2010
miércoles, junio 16, 2010
Y las golondrinas que no paraban de parlotear en la antena, conversación que trata del fresco que entra desde el patio, que olor a macetas cargadas de colores y que baldosas empapadas en el agua que riega los tiestos de barro, ese sonido de olor a gasoil, el traqueteo de una época donde cualquier mecanismo sostenido en madera era rejuvenecido por el gasoil antiguo, ese olor a dorado y ese taca-taca-taca de la aguja que hilaba a una velocidad endemoniada la tela preparada para ser mandil o paño o sábana bordada para una novia plena de ilusiones… o para el disfraz de vieja de una niña; - “ven que te mira la sisa”, - “te voy a coger de aquí”, - “¡no me tires del pespunte!” , el jabón marca las líneas de un mapa textil y la niña juega a coser pero no sabe cómo funciona esta vieja máquina escocesa de principios de siglo que aún resiste tantas cosechas de algodón y vaqueros.

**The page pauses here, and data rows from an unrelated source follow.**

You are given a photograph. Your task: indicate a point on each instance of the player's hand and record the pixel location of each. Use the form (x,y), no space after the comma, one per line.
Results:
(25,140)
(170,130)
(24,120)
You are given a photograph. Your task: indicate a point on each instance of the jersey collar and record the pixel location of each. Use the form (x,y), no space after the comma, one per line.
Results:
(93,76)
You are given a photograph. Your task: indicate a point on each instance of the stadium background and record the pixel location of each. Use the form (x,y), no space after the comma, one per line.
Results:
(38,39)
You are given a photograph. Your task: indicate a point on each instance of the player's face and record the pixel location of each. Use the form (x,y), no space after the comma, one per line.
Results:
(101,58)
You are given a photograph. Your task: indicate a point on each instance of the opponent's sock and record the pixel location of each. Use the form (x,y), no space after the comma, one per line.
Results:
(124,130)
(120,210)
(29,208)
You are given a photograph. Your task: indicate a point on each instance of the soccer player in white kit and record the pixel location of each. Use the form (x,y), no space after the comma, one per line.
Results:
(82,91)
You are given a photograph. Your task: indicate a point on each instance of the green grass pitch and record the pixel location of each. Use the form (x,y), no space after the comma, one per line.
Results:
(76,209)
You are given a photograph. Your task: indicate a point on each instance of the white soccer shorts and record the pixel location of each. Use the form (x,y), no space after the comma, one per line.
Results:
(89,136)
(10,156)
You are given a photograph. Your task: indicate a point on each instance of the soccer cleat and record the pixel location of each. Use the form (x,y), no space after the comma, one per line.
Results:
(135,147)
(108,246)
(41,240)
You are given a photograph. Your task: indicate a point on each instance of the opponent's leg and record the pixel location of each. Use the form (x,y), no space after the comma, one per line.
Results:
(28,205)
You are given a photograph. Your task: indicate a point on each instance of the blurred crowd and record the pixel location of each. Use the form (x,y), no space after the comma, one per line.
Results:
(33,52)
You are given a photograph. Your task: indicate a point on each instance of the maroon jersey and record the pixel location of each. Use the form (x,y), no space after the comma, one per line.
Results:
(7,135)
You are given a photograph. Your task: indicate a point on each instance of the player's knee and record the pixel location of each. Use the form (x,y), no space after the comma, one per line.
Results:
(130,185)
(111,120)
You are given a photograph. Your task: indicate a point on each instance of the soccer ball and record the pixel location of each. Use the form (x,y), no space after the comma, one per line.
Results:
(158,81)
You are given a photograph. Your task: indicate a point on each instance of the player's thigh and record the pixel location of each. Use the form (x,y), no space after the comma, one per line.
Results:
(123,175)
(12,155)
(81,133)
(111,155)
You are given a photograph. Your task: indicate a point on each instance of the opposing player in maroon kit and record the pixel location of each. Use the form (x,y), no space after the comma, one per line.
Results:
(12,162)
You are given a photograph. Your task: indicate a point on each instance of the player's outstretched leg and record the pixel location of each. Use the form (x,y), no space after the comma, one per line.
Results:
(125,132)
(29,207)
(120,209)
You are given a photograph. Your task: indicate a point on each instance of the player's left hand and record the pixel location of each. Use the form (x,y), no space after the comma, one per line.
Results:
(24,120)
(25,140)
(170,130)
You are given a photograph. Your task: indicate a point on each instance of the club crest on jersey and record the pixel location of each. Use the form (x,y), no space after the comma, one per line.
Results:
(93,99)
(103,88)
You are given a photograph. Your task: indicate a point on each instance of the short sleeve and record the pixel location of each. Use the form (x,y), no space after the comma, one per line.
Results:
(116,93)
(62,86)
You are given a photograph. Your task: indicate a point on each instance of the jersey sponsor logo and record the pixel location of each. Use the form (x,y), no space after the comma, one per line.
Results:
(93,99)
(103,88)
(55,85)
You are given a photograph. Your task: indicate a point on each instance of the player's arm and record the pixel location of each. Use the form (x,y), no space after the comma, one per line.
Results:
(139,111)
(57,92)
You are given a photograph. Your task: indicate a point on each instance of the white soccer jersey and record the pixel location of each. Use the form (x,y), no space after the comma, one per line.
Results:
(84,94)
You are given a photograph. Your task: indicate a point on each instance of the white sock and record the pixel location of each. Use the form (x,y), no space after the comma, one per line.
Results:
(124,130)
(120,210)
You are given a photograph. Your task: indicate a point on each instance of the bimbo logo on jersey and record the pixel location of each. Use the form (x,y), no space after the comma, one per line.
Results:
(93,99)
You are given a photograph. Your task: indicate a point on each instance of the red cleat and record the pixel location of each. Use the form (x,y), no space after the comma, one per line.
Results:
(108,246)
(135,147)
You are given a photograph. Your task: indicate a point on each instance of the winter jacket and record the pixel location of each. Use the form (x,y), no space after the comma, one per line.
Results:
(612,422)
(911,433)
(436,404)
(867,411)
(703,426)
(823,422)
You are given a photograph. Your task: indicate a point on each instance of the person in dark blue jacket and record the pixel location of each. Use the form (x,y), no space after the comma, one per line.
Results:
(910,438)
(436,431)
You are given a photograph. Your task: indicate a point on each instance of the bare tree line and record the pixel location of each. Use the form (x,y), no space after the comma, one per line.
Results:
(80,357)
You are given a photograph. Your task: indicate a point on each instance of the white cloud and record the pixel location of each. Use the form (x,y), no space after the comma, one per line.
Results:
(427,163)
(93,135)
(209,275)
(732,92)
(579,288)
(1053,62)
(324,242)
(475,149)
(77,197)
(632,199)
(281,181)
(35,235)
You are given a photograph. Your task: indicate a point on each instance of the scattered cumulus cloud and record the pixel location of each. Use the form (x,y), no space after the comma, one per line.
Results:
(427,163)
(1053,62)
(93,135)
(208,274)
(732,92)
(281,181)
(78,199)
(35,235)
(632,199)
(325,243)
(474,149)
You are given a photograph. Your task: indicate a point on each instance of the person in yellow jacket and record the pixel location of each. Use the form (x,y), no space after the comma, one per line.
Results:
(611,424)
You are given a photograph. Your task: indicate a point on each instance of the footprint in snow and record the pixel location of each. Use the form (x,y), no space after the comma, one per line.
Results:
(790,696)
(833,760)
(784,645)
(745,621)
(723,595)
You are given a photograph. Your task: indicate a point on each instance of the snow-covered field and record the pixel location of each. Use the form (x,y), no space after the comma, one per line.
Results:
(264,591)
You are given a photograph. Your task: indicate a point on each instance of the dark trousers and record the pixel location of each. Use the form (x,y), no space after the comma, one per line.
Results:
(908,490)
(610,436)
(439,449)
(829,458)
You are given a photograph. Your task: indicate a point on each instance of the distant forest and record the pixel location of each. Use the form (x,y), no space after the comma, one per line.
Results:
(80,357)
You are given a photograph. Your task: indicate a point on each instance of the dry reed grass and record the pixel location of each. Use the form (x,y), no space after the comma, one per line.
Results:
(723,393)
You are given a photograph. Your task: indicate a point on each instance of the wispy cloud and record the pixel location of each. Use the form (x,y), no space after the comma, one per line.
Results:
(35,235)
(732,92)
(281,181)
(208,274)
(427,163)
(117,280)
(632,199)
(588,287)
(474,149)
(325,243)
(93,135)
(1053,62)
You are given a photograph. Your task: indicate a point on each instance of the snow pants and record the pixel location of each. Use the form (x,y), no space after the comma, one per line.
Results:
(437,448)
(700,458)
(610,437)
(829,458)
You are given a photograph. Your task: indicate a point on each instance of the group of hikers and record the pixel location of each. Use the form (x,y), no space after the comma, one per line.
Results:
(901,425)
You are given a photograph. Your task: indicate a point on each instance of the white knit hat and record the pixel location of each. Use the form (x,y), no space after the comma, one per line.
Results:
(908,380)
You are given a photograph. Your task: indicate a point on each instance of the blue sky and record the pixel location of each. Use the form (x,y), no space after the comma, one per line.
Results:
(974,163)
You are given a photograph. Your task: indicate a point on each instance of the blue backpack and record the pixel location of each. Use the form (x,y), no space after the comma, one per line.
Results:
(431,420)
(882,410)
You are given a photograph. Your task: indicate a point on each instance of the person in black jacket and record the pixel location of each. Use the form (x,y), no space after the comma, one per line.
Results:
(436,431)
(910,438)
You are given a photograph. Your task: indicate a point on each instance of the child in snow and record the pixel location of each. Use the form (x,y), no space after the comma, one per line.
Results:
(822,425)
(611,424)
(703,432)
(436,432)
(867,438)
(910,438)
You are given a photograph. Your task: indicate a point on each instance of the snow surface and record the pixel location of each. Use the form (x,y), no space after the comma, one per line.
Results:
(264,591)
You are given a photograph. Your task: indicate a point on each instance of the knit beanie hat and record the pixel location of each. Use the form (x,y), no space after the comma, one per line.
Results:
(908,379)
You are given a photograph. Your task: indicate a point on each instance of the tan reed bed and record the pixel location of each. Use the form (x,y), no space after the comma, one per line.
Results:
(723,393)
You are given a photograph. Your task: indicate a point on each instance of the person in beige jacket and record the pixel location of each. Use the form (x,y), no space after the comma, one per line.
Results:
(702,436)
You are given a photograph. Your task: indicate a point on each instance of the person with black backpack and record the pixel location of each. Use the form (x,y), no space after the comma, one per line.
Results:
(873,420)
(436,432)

Repintada en negro mil veces y nunca reparada porqué en la vida se trabó. La “Singer” que zarandea sobre los raíles irreales de la humilde costura, el coche que de pequeños manejábamos con brío, intrusos entre el pedal y el volante que mueve el ingenio, que fácil que era entrar y que difícil salir cuando girábamos tan rápido y la cinta de cuero se dislocaba, venían las voces y las amenazas, la bovina que era entonces la chimenea que bufaba hilo se paraba o se hacía un lío, el engranaje se tropezaba y los cajones secretos se abrían ofreciendo extrañas piezas de acero que solucionaban el negocio.
Y así siempre aparecía entre otras bovinas estresadas un bolindre, limpio y brillante, un ojo de gato escondido entre los retales y misteriosos aparejos de coser de mi madre.